Chances are you might not be getting enough sleep.  The Centers for Disease Control and Prevention (CDC) say that 25% of adults in the United States do not get enough sleep at least half of the time and 25% of teens are only getting 6.5 hours of sleep or less.  This has far reaching consequences even beyond the health issues that I have already addressed in previous posts.  That National Highway Traffic Safety Administration states that 100,000 crashes occur every year due to driver fatigue.  This leads to 1,550 deaths and 70,000 injuries annually.  It is important to get the amount of sleep that your body needs!

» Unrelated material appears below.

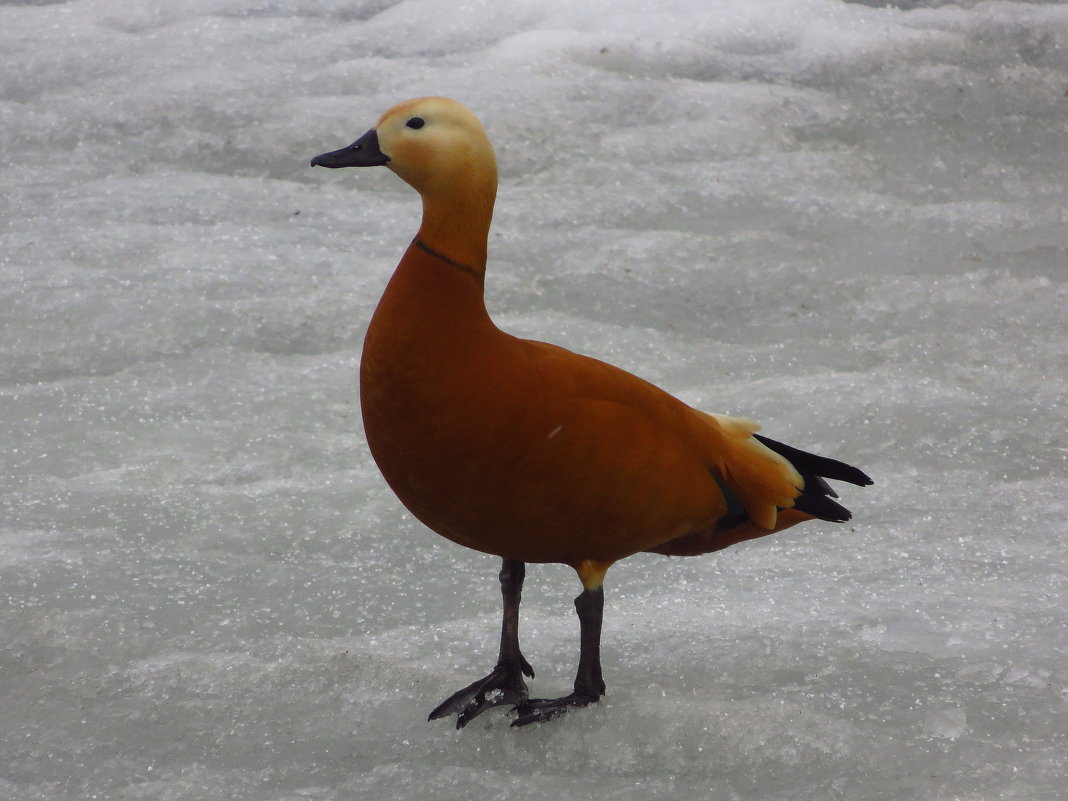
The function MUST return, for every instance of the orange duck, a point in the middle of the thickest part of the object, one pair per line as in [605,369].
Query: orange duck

Let's consider some of the signs to look for to determine if you are getting enough sleep: 

Are you more emotional than usual?  As mentioned before, sleep has a huge impact on your emotions, and feeling overwhelmed by emotions and stress may be a sign that you are lacking the sleep needed to provide you with the resources to deal with situations that you could handle if you were fully rested. 

Are you having poor motor skills or visual problems?  An important part of sleep is restoring our body to be able to function, and when we don't get enough sleep even some of our most basic functions can suffer.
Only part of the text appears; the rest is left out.